そしてことごとく失敗しているのだった・・・・。
「あ〜、もう!ガウリイのばかぁ!!!!」
「なんで?」
後ろから急に話しかけられ、ベットから落ちそうになった。
「お、おい。気をつけろよ」
ガウリイに落ちる寸前で支えられたので、なんとか落ちずにすんだ。
「あんたが急に話しかけるからでしょうが!!」
あたしは怒鳴りながらベットに座りなおす。
ガウリイもその辺にあった椅子に座った。
「で、なんのよう?」
「いやぁ、そろそろイライラの絶頂かなぁと思ってさ」
そう言ってガウリイはにっこり笑った。
(い、いや。そうやってにっこり笑われると何も言えないじゃない)
なんとなく目のやり場に困ってそっぽを向く。
「そっぽ向くなよ、リナ」
「・・・・・・」
あたしはそっぽを向いたまま何も答えない。
すると、ガウリイが椅子から立ちあがった。
すたすたと近寄ってくる。
(・・・一体何を?)
と思ったのもつかの間、気づいたらガウリイの腕の中だった。
「ちょっと!はなしてよ!!」
「・・・・・心配なんだよ」
ガウリイの切なそうな声が耳元で聞こえるので思わずどきっとする。
「は、はなしてってば!!」
「もう離したくない」
「何言っ・・・・・ん・・ん!!」
反論しようとしたが口をふさがれて何も言えなくなってしまった。
急にガウリイの舌が入り込んできた。
「・・んっ!!・・・」
だんだん息苦しくなってくる。
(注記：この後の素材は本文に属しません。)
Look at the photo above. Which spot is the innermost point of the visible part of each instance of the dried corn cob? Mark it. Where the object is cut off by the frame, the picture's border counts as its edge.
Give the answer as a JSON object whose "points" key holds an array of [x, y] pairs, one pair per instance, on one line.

しかしガウリイは離してくれない。
自分で離れようとしたのだが、全く力が入らなかった。
「・・・ん・・・っはあ!・・はあ、はあ」
ようやく離してくれた時にはかなり息があがっていた。
「ちょ、ちょっと何するのよ!!」
「だってお前口で言っても聞かないだろ」
「だからってあんな事しないでよ!」
あたしがそう言うと、ガウリイは少し悲しげな顔をする。
「そんなにいやだったか?」
「い、いやとか良いとかいう問題じゃないでしょ?」
自分でもわかるくらい声がうわずっている。
「俺にはそういう問題だ」
「あのねぇ・・・・・・・・」
「どっちなんだ?」
「・・・・・・」
いつになく真剣な顔で聞いてくるので、答えに詰まってしまった。
ここまできたらはぐらかすわけにはいかないだろう。
「いやだったら離した後に呪文ぶっぱなしてるわよ」
「ほんとか?じゃあ、もう一回してもいいか?」
見た事もないくらいの笑みで聞かれて断れなかった。
どうやらあたしはガウリイの笑みに弱いらしい・・・・・。
「え、え〜っと。・・・・・・いいけど、苦しくしないでね」
最初に許したのが甘かった。
その後リナは一晩中ガウリイににっこりと迫られて、断れないのであった。
どこまでいったかは・・・・・。
それは秘密です
どうでもいいけどガウリイは何をしにリナの部屋に来たのでしょう・・・。